Une Journée dans la Vie d'une Au Pair en Italie (2026)

Tu as 20 ans, tu viens d'une ville moyenne en République tchèque, et tu vis depuis deux mois avec une famille dans un quartier résidentiel à l'est de Rome. L'appartement est au troisième étage d'un immeuble jaune pâle avec des volets qu'on utilise vraiment. Tu as ta propre chambre, vous dînez ensemble presque tous les soirs, et ton italien progresse plus vite que prévu — en partie parce que les enfants refusent de parler anglais. Voici à quoi ressemble un mercredi ordinaire.

7 h 30 — Petit-déjeuner à l'italienne

Ton réveil sonne et tu te traînes pieds nus sur le carrelage frais jusqu'à la cuisine. Ta mère d'accueil, Francesca, est déjà là. Elle te tend une petite tasse d'espresso préparé à la moka — cette cafetière que chaque foyer italien possède au moins en double. Le petit-déjeuner est léger : un paquet de biscotti sur la table à côté d'un pot de Nutella, et une boîte de fette biscottate (des toasts fins et secs) si tu veux quelque chose de plus simple. Pas d'œufs, pas de bacon, pas de grand étalage. Le petit-déjeuner italien, c'est du café et quelque chose de sucré, debout ou en cinq minutes. Il t'a fallu environ une semaine pour ne plus avoir faim à dix heures. Maintenant tu t'y es habituée, et l'espresso est tellement bon que ça ne te dérange pas.
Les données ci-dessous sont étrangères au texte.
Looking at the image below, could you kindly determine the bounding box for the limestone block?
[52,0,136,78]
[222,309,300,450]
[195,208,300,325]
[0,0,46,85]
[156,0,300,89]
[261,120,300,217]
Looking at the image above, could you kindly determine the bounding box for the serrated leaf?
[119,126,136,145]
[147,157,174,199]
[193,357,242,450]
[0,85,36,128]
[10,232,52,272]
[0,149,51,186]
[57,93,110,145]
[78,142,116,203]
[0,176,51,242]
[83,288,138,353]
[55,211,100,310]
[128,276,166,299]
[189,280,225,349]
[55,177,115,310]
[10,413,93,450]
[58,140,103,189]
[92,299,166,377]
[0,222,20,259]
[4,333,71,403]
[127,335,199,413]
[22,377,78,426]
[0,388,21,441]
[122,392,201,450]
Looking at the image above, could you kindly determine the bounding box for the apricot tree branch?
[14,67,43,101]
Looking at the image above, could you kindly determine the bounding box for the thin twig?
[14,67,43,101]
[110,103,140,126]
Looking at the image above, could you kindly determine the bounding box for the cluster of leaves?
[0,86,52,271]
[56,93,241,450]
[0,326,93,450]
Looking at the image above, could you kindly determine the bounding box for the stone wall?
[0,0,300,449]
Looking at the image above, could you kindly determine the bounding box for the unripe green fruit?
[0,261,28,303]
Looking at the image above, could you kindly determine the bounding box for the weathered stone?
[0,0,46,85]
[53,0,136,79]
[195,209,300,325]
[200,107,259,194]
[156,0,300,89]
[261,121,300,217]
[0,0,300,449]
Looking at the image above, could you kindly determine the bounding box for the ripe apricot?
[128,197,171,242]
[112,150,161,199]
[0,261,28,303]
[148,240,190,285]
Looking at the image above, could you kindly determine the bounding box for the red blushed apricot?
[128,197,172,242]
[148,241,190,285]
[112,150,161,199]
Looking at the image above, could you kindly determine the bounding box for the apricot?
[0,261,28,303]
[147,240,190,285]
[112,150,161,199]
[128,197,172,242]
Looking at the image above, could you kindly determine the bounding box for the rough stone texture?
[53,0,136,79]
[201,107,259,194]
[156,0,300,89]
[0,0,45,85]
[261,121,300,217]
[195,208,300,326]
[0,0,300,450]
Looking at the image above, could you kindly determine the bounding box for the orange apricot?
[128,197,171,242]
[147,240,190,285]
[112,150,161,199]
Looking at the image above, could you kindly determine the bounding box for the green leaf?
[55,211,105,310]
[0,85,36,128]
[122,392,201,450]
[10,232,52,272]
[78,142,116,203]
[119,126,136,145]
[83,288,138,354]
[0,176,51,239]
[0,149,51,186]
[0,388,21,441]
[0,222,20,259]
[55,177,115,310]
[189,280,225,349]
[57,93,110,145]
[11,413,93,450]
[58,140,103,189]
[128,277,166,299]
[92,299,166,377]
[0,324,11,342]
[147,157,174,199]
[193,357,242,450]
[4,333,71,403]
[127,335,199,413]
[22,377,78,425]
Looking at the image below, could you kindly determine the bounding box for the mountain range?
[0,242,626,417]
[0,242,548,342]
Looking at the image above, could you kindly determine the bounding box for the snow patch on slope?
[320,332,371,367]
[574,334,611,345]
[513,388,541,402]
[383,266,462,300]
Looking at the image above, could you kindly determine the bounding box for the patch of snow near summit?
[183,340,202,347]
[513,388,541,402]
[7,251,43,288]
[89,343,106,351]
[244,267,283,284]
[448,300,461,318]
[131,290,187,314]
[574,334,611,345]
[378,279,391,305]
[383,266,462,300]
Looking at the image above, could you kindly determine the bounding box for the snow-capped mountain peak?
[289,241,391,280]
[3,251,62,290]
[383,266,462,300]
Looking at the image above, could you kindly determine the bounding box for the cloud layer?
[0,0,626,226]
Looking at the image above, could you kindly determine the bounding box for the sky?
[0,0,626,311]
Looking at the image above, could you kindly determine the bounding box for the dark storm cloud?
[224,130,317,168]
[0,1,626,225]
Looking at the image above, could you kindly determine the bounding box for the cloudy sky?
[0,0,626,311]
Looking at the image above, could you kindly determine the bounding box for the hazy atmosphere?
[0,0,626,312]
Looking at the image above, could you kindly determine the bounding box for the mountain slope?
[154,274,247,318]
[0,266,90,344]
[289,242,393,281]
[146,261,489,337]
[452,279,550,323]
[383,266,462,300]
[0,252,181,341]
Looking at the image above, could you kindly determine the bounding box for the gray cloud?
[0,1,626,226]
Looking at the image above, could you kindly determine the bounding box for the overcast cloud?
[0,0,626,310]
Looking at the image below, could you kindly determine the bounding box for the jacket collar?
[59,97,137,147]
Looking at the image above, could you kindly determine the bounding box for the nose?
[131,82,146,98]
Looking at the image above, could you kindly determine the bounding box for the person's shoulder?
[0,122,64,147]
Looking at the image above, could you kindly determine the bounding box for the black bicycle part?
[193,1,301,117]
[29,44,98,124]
Les enfants, Sofia (4 ans) et Marco (6 ans), sont à table en uniforme — le grembiule bleu (blouse) que portent les écoliers italiens par-dessus leurs vêtements. Sofia trempe des biscotti dans du lait chaud. Marco fixe le mur avec le regard vide d'un enfant éveillé depuis trois minutes.

8 h 15 — Le chemin de l'école

Tu accompagnes les deux enfants à pied. Sofia va à la scuola materna — l'équivalent italien de l'école maternelle pour les 3-5 ans. Marco va à la scuola elementare, l'école primaire juste à côté. La marche dure douze minutes dans des rues résidentielles bordées de pins parasols et de Fiat garées. Tu passes devant un forno (boulangerie) qui sent incroyablement bon, un bar où des hommes en costume boivent leur espresso au comptoir, et une petite piazza avec une fontaine entièrement colonisée par les pigeons. Tu déposes Sofia en premier, embrasses sa maîtresse sur les deux joues (il t'a fallu du temps pour t'y habituer), et accompagnes Marco jusqu'à son portail. Il fait un signe de la main et court.

8 h 45–12 h 30 — Temps libre

Ce temps est entièrement à toi, et c'est la partie de l'arrangement qui t'a le plus surprise. Trois matins par semaine, tu suis un cours d'italien dans une école près de la gare Termini. La classe est de niveau B1, un mélange d'au pairs, d'étudiants Erasmus et d'un couple allemand retraité qui a déménagé ici pour la nourriture. Ça coûte environ €400 pour un trimestre, et ta famille d'accueil contribue à hauteur de €50 par mois. Tu apprends le subjonctif et ça te donne mal à la tête, mais tu peux désormais discuter avec un pharmacien et commander au restaurant sans pointer du doigt, donc les progrès sont réels.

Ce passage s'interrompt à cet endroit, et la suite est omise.